Throughout my childhood, my family took regular trips to a special family-style restaurant in the mountains of rural North Carolina. The restaurant had been a meeting place for my family in North and South Carolina for many decades, and to get there from my childhood home, we had to pass through the small town of Tryon, North Carolina. These days, Tryon is best known for its equestrian center, which draws horseback riders from across the country. In an earlier generation, Tryon was better known as the birthplace of blues singer and civil rights activist Nina Simone (1933-2003). I can recall stopping to see a statue of her during one of our brief stops along the small downtown Tryon street, learning about her legacy and imagining what her life might have been like growing up as a young Black musician in the Jim Crow South.
As I have read more about her life, I have learned that Simone’s life was indeed marked by the beautiful and painful experiences of African American communities of her context: she was raised around the inimitable musical sounds of the African Methodist Episcopal Church, which shaped her early musicianship. And at her debut recital at the Tryon Library in 1943, Simone’s parents were forced to give up their seats to make room for white patrons.

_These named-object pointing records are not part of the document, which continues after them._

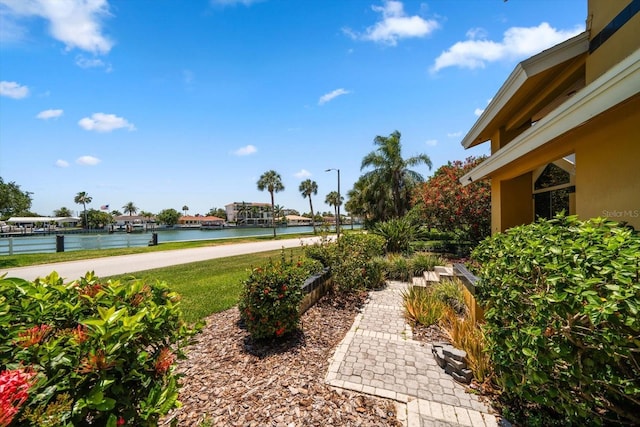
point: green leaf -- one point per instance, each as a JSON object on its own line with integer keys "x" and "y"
{"x": 528, "y": 352}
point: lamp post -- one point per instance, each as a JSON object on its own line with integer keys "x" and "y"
{"x": 339, "y": 202}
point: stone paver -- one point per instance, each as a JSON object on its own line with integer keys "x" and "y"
{"x": 379, "y": 357}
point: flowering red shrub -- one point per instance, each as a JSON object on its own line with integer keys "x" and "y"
{"x": 270, "y": 301}
{"x": 14, "y": 392}
{"x": 448, "y": 206}
{"x": 98, "y": 352}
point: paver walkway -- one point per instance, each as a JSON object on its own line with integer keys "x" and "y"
{"x": 379, "y": 357}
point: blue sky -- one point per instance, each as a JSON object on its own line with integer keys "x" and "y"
{"x": 168, "y": 103}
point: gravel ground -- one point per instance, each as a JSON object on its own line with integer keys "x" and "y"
{"x": 232, "y": 381}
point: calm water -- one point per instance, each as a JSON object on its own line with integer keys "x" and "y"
{"x": 47, "y": 243}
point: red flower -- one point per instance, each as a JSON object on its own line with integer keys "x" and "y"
{"x": 80, "y": 334}
{"x": 14, "y": 392}
{"x": 90, "y": 290}
{"x": 33, "y": 336}
{"x": 164, "y": 361}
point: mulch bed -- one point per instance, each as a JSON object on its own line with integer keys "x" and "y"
{"x": 231, "y": 380}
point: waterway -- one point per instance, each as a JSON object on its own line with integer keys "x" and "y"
{"x": 47, "y": 243}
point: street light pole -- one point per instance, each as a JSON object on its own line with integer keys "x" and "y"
{"x": 339, "y": 202}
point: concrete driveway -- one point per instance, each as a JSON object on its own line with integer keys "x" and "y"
{"x": 124, "y": 264}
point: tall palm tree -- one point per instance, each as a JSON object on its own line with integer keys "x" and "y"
{"x": 243, "y": 210}
{"x": 272, "y": 182}
{"x": 307, "y": 188}
{"x": 62, "y": 212}
{"x": 390, "y": 170}
{"x": 83, "y": 198}
{"x": 130, "y": 208}
{"x": 278, "y": 211}
{"x": 255, "y": 214}
{"x": 334, "y": 199}
{"x": 147, "y": 216}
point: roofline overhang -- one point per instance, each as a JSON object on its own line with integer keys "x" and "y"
{"x": 618, "y": 84}
{"x": 546, "y": 59}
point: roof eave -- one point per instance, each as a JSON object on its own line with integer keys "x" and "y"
{"x": 522, "y": 72}
{"x": 620, "y": 83}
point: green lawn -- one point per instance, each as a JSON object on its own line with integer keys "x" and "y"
{"x": 209, "y": 286}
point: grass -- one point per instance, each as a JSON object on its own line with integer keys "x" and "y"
{"x": 25, "y": 260}
{"x": 210, "y": 286}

We will hear an expressive recording on our January 12 program of Nina Simone singing the spiritual "Take Me to the Water." The recording closes out that program, which is a celebration of Baptism of Our Lord Sunday, the day in the liturgical year when we remember the promises of baptism. In Simone's voice, the text of the spiritual comes alive. She sings the traditional text, interspersed with her own vocalizations: "I’m going back home now to be baptized." That phrase leads into the spirited next song on her High Priestess of Soul album, "I’m Going Back Home."
I am struck by the theological truth that in the waters of baptism, we all find our home in God. Whether the homes of our youth are places of ease or struggle, hospitality or oppression, or all of those things all at once, we know that in God, we find a true resting place. In the words of St. Augustine, "our hearts are restless until they find their rest in You."